わたしたちはこの朝最初に、誇りという言葉を耳にしました。「では、人の誇りはどこにあるのか」という言葉をもってです。皆さんはこの誇りという言葉をどのように理解していますか。またどんなところに誇りを感じているのでしょうか。「あなたの誇りはどこにありますか」と聞かれたならば。いやあ、わたしなんか誇りとするようなものは何もありません、と謙遜される方がおられるかもしれませんが、それでも人は何らかのものに誇りを抱いて生きているのではないかと思います。わたしも自分の場合はどうなのかと考えてみました。この誇りという言葉、そこには二つの面があると思います。一つは誇りをもって生きる、たとえば自分の家族や友人のことを誇りに思うとか、自分の仕事に誇りを持つというような積極的な一面がある一方、もう一面には自慢する、うぬぼれるといった人によっては鼻に付く面もあるのではないでしょうか。

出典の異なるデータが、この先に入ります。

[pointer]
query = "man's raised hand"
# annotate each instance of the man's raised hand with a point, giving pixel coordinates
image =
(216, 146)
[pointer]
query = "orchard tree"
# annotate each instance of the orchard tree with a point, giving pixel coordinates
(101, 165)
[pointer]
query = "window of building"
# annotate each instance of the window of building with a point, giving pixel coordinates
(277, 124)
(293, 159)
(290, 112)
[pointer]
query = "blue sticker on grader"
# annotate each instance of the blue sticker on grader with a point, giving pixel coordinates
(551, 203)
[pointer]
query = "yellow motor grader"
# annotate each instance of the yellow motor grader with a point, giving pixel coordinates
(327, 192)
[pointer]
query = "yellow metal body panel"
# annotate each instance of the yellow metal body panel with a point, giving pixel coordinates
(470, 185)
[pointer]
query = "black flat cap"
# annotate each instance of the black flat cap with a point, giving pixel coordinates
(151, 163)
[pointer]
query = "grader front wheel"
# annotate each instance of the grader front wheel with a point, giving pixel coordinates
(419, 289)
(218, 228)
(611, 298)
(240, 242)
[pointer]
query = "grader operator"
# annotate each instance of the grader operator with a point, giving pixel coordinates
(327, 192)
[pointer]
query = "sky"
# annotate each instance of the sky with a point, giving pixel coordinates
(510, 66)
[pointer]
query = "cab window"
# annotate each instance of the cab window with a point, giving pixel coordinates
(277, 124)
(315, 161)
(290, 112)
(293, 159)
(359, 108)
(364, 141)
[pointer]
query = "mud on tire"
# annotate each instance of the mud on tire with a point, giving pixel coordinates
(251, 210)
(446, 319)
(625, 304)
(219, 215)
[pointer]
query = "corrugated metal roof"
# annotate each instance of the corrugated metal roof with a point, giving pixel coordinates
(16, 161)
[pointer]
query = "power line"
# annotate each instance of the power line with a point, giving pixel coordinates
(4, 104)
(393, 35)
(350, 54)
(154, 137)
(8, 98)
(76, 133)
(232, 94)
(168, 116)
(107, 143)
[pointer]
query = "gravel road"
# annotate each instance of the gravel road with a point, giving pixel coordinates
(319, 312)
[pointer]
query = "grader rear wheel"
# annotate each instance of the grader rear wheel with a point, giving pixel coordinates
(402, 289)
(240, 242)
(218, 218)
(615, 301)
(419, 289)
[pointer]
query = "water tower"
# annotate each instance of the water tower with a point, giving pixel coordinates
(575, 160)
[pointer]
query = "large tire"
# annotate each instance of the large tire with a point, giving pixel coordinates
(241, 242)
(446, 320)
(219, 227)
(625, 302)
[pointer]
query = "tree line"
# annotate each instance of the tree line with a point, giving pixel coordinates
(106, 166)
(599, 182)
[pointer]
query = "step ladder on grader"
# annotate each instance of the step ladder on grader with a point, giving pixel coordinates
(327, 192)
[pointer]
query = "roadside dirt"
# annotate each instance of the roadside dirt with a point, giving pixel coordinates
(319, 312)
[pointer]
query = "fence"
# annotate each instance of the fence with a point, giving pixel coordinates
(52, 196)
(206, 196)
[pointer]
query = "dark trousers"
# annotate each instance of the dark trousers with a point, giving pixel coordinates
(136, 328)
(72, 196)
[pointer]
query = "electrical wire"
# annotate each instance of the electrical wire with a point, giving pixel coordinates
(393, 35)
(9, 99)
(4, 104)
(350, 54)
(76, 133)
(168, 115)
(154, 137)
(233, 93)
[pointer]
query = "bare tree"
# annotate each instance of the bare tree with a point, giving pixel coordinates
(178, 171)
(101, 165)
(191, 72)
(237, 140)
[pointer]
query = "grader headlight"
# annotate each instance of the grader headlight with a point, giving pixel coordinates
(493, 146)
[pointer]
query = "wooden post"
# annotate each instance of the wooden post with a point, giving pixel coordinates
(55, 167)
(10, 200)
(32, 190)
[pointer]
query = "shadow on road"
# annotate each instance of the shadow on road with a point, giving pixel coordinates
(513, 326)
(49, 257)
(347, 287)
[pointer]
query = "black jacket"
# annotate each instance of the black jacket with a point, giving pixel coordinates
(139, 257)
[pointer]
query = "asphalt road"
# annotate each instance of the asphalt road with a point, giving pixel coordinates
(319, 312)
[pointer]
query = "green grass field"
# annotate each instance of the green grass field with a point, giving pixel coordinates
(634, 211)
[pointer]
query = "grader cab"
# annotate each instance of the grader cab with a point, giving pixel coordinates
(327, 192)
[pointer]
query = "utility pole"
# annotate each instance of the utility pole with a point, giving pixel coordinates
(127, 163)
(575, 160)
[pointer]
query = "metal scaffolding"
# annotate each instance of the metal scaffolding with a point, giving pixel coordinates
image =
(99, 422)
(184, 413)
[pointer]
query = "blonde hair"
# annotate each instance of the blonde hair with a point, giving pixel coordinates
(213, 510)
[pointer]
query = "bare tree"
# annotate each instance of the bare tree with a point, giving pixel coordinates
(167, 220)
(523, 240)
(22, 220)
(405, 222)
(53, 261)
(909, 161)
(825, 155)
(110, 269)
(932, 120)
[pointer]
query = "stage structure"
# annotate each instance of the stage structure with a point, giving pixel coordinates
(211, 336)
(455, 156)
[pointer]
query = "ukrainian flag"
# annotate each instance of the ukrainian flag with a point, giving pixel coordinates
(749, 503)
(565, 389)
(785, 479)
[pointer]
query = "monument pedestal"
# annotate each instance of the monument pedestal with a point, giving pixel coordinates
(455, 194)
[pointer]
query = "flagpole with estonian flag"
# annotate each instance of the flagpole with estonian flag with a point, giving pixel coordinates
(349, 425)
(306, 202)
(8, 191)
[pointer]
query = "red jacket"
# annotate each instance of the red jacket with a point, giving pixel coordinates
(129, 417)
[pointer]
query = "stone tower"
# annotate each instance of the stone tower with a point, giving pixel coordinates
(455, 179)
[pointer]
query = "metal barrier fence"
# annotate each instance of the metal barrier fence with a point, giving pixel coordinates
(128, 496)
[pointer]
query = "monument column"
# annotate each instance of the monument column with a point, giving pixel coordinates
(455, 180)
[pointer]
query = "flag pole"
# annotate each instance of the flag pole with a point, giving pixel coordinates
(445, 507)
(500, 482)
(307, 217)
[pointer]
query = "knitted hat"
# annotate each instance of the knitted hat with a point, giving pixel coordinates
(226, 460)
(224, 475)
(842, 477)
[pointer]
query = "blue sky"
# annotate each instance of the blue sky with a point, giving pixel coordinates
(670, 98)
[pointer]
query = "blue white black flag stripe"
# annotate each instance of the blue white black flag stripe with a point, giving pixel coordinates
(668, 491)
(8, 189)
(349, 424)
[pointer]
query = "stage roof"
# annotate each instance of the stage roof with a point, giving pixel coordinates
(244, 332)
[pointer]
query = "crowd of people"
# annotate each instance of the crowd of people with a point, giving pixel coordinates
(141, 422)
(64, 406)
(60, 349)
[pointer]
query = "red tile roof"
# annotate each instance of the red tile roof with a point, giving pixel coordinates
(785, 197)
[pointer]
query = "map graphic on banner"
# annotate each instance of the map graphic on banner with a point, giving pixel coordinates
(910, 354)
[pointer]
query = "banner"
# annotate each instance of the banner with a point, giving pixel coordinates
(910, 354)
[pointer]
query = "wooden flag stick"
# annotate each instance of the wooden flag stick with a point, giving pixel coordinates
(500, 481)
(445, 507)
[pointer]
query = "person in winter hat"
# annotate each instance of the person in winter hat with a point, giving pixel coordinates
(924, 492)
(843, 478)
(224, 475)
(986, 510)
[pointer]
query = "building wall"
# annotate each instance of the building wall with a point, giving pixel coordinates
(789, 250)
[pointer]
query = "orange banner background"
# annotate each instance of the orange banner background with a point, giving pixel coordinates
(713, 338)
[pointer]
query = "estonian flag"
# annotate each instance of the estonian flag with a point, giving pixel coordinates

聖書も誇りについて語っています。特にこのローマ書も含めてパウロが書いた手紙には大変多く出てくるというか、そのほとんどがパウロの手紙にしか出てこない言葉でもあります。ということはパウロにとって、また彼の信仰理解にとってこの誇りという言葉は重要な意味をもっているということでもあります。ただこの誇りについても、一般のわたしたちの世界で受け取られているように二つの面があり、その二つの誇りはもっと厳しく対立しています。その一つが冒頭の言葉から始まっています。「では、人の誇りはどこにあるのか」。ここで言う誇りは信仰における人間の誇りであり、神からの救いは自分の努力によって大きく左右されると思うところから来るものでした。しかしそれは間違った誇りです。「では、人の誇りはどこにあるのか。それは取り除かれました」とパウロが語るのはそれゆえのことです。なぜなら人間は例外なく皆羊のように迷い、神に対しても人に対しても罪を犯し、敵対した関係にあるからです。「律法を実行することによっては、だれ一人神の前で義とされない」と語る通りです(3.20)。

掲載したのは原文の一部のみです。